Hannibal knew it was dangerous to stay in a locked room with a sick man. He looked out the porthole and noted that they were high up enough that he could open it. He did, fresh cool air blasting into the confined quarters.

The cannibal then left the room to find means of medicating his next meal. He walked down the hallway, glancing in and out of rooms. Most of them had their doors closed. When he did reach an open room, Hannibal looked in and found it to be empty, but occupied. He walked in and poked lightly through the clothes on the bed. Two women were staying in this room. He made a note of their sizes—both of them were fairly small.

Hannibal looked through their dressers carefully and finally found what he was looking for—aspirin. He left the room and returned to his and Karel's. Karel had already managed to make the washcloth hot, though it was still damp.

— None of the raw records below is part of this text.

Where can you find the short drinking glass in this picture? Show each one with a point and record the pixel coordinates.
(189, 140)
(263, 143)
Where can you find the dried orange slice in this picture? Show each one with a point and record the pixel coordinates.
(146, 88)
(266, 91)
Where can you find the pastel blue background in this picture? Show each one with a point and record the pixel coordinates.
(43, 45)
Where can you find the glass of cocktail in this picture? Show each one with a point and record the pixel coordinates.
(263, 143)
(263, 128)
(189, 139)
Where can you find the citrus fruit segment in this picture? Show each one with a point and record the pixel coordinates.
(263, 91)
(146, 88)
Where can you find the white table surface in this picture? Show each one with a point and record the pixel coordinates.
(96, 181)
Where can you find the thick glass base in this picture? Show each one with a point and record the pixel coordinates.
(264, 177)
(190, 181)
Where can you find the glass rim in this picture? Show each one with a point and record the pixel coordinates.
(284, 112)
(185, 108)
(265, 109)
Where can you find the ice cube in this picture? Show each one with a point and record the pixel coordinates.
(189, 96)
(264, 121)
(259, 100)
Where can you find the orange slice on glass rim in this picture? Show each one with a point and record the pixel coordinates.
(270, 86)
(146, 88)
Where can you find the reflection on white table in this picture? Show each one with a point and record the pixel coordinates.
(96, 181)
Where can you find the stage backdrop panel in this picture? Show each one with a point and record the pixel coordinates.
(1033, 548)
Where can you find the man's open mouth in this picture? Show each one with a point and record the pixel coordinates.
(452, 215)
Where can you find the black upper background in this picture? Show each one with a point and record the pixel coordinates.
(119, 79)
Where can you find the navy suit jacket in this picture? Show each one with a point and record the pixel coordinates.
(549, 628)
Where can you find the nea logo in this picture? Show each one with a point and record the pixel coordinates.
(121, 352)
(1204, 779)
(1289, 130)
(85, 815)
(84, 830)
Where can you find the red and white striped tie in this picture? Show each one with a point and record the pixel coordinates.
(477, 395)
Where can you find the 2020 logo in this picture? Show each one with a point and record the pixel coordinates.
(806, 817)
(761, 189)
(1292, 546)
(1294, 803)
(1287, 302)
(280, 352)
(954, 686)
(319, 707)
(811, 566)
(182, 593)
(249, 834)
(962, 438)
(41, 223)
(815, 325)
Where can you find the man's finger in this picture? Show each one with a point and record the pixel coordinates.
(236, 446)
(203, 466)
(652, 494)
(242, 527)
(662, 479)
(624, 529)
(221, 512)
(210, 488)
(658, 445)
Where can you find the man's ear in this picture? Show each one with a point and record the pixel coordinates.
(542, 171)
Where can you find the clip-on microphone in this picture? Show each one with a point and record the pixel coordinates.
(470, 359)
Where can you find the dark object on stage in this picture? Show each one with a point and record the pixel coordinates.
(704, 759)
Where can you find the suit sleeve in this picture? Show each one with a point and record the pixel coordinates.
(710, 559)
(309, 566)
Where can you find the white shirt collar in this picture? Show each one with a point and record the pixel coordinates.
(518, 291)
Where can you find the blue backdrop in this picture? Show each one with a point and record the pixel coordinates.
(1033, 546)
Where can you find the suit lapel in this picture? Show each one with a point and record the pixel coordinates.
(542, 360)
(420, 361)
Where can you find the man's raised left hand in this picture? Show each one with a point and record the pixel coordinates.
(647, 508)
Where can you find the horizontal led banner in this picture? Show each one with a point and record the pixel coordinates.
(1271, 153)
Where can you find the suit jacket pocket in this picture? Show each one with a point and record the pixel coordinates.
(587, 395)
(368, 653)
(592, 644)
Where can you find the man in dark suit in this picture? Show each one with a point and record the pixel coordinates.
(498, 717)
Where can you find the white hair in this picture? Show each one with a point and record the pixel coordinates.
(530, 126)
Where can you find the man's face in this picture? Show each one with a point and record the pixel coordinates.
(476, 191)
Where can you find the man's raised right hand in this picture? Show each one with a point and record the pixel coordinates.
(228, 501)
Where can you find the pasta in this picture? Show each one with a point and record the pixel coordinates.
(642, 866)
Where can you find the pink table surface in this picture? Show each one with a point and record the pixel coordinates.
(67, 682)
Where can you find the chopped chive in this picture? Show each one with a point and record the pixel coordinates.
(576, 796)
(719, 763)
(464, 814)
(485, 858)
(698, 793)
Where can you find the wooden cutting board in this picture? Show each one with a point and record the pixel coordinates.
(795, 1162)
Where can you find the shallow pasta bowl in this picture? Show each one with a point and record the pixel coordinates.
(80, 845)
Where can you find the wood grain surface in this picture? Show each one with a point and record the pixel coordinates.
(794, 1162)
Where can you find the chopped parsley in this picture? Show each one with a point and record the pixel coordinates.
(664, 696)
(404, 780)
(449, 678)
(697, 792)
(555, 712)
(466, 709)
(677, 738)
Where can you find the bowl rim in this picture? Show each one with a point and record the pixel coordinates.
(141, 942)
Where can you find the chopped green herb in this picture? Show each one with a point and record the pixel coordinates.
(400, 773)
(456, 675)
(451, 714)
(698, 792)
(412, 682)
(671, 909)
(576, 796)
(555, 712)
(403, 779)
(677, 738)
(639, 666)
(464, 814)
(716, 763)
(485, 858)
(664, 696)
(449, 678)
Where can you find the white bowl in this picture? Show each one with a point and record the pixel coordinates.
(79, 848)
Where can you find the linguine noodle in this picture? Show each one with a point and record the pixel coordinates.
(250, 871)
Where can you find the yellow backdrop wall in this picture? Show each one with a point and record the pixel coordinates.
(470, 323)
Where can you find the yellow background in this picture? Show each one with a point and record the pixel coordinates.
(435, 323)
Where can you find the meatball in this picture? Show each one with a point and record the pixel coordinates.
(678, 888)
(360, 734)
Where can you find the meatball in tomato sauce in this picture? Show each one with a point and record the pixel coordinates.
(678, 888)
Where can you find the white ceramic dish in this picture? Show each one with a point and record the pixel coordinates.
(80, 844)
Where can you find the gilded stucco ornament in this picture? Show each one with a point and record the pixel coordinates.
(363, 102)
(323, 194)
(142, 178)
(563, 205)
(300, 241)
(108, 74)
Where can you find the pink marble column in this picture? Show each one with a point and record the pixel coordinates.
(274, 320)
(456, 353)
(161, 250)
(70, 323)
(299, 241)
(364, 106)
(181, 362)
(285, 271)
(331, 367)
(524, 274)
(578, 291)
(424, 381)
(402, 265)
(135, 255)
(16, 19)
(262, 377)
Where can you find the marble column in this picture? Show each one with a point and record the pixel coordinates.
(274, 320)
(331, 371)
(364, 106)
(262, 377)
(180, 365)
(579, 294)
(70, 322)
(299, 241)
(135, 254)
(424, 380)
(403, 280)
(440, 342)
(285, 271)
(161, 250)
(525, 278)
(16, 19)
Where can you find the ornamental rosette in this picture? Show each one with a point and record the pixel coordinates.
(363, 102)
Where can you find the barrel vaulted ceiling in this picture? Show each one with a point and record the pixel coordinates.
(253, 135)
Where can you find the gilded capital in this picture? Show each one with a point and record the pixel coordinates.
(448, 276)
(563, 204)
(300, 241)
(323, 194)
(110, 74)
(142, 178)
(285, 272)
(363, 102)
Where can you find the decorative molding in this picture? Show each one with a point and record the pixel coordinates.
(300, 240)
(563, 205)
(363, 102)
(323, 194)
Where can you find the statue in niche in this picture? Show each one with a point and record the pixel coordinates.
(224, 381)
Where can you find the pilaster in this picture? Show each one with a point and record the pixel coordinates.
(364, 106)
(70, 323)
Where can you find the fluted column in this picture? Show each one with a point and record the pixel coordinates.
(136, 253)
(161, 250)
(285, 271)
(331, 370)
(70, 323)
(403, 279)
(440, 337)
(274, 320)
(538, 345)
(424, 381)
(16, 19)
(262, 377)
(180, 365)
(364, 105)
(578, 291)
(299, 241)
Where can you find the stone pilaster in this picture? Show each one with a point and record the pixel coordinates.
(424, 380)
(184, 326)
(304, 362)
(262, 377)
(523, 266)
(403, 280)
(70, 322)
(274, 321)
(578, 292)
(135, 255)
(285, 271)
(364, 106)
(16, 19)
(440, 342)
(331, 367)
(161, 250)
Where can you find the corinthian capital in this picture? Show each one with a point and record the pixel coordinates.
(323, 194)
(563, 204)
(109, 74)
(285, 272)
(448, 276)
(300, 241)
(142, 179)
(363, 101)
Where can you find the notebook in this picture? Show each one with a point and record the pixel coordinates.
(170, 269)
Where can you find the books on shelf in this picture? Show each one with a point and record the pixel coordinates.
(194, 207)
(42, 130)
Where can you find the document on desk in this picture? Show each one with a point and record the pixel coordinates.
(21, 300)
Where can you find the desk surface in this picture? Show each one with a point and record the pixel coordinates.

The cannibal removed the cloth and placed it on the edge of the sink. He filled a glass with water and returned to Karel's side. He sat the younger boy up and pressed an aspirin pill against his lips. Karel's eyes slid open, and then shut again, and in his delirium, he began to murmur.

Hannibal took this chance to push the pill into Karel's mouth. He put the lip of the glass against Karel's mouth, and carefully tilted Karel's head back. Karel drank the water slowly, Hannibal pulling it away before the boy drowned himself. He felt Karel's throat to make sure that he'd swallowed the pill.

He laid Karel back against the pillow and put the aspirin beside the bed, returning to the sink to ready another washcloth. He put the cool cloth against Karel's forehead, put the small tin trashcan beside the bed, and left the room, closing the door behind him.

Whatever Karel had, Hannibal was going to be sure not to catch it.